La peste llegó a Toledo sin avisar a fines de la primavera e inicios del verano de 1349. No nos es dado imaginar, y ojalá nunca tengamos que asistir a nada semejante, lo que aquel brote infeccioso supuso para la ciudad, como había supuesto para todas aquellas tierras por donde había ido pasando con afán exterminador. Las noticias de gente que enfermaba y que moría a los pocos días debieron de ser constantes, así como la adopción de remedios más o menos acertados, dádivas y rezos para frenar su avance. Las familias escucharían atemorizadas las noticias de la muerte de sus vecinos y sólo los potentados abandonarían a la carrera la ciudad, convertida en una trampa mortal. Esta situación se repetiría también en los dominios del barrio judío y, pese a la mucha mitología que involucraba a sus habitantes en la extensión de la epidemia, lo cierto es que muchos de ellos sucumbían al mismo tiempo que sus vecinos cristianos y musulmanes. Tal fue la época que le tocó vivir a doña Sitbona, la mujer, dechado de virtudes, cuya lápida encontramos languideciendo, pero intacta con el paso de las centurias, en el pequeño jardín del recuerdo del Museo Sefardí de Toledo, antigua sinagoga de Samuel Haleví.
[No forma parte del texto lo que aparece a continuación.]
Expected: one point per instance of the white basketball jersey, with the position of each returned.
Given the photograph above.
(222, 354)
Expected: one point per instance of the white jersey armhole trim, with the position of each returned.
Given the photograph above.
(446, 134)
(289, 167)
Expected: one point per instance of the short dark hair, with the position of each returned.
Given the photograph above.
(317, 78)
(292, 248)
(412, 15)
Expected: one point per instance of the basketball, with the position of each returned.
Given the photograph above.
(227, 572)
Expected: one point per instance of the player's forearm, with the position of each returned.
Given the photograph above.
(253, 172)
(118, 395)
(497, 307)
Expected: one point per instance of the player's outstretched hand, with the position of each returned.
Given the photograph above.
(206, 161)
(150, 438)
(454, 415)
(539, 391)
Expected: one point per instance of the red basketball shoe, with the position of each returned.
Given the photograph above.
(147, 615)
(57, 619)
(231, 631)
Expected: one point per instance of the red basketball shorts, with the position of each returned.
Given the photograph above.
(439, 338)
De su paso por esta vida terrenal, poco sabemos. Tan sólo que fue hija y esposa, únicos menesteres previstos para una señora de pro de estirpe judía de la época, y que su padre y esposo fueron sabios y protectores de la aljama. Sin embargo, llama la atención la belleza de la composición y la abundancia de alabanzas que se le dedican precisamente a una hija de Israel, cuya lápida sepulcral, maciza y elegante, parece haber sido concebida para resistir al paso del tiempo. Un tiempo y un destino que aquellos que la esculpieron no imaginaron tan largos ni azarosos. La lápida viajó desde la dignidad del cementerio judío, a lugares idolátricos, para llegar a la postre a descansar en una ubicación que para sí hubieran deseado los varones de su tiempo: la sinagoga de don Samuel Haleví, único vestigio de aquella época y de los pocos que quedan del verdadero pasado judío de Toledo.
Doña Sitbona fue quizás familia de Samuel Haleví, al menos eso podría indicar la filiación de su esposo. Viuda como era de uno de los hombres buenos de la aljama, organizó, a buen seguro, la asistencia a las familias damnificadas por la epidemia y enfermó como consecuencia de su contacto directo con las personas infectadas.
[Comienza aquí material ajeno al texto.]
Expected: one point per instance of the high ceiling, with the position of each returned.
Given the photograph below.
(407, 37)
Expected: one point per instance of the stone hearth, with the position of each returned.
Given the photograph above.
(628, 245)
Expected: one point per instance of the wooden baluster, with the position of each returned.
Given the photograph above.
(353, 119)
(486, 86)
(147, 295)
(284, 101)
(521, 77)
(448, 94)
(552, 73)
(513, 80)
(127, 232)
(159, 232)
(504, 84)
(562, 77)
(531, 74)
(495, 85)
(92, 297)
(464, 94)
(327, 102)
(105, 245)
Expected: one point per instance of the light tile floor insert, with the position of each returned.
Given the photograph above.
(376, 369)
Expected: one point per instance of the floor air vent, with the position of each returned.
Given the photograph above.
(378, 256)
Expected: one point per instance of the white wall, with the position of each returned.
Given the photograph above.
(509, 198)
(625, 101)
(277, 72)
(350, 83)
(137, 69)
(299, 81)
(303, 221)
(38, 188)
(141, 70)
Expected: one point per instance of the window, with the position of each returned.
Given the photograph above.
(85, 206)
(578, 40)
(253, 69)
Un día de principios de junio de 1349, doña Sitbona quiso ir de nuevo al hospital comunitario a llevar ropa de cama limpia para los enfermos, acompañada por dos de sus sirvientas. Sus nueras se lo desaconsejaron vivamente, con lágrimas en los ojos, pues en aquel momento la virulencia de la mortandad se cobraba varias vidas cada franja horaria del día. Doña Sitbona era mujer de sólidos principios y la ayuda comunitaria a los pobres e impedidos era uno de los pilares de su vida desde que su esposo partió de este mundo. Cuando volvió a casa y, tras dar órdenes a las sirvientas sobre el guiso para el shabat que se aproximaba, empezó a sentirse mal y tuvo que recostarse en sus aposentos, de los cuales ya sólo salió sin vida al cabo de una semana. Para aquel entonces, una de sus sirvientas ya había perdido la vida y dos de sus nueras yacían en el lecho, víctimas de la calamitosa enfermedad.
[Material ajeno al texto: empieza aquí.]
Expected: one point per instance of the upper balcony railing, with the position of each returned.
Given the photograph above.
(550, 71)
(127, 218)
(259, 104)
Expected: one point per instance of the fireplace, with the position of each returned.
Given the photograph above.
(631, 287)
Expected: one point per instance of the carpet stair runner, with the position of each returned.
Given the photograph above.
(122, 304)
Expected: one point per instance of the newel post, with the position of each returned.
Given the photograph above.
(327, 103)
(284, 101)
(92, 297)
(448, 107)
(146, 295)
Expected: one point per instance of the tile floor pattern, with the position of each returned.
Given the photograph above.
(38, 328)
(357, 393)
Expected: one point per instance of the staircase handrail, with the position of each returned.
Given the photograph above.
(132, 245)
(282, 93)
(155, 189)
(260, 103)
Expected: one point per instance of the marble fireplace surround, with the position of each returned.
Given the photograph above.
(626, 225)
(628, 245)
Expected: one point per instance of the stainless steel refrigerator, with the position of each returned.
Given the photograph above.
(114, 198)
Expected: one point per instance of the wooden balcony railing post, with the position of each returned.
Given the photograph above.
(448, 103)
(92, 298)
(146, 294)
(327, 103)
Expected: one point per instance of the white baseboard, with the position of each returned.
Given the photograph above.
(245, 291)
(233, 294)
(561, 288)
Poca gente asistió a su cortejo fúnebre -apenas una decena de personas- teniendo en cuenta las muchas mitzvot que aquella dama había realizado en vida para su bienamada comunidad, pero es que la mortandad no daba tregua y eran pocos los que quedaban sanos en la vecindad de esta reputada señora. Uno de sus hijos, Yitzjak Haleví ben Meir Haleví, encargó para ella la lápida que hoy conservamos, consciente de que muy pocos la acompañarían al camposanto, mesándose los cabellos. Quiso que en ella constaran las altas obras y las bondades que habían adornado a su madre y la alcurnia de la que descendía, así como la razón de su fallecimiento, que no aparecía en el otro centenar de nuevas lápidas que jalonaban el cementerio. Gracias a este celo por hacer pasar a la posteridad la memoria de su madre, hoy sabemos que fue una noble dama y que la gran mortandad, como se menciona a la epidemia en la época, acabó con su vida terrenal en el mes de Siwan de 1349, según reza su epitafio mezclando curiosamente el mes judío con el año civil. Haciendo gala a su nombre -sit bona!-, podemos decir que, sin duda, fue una buena vecina de Toledo, de bendita memoria.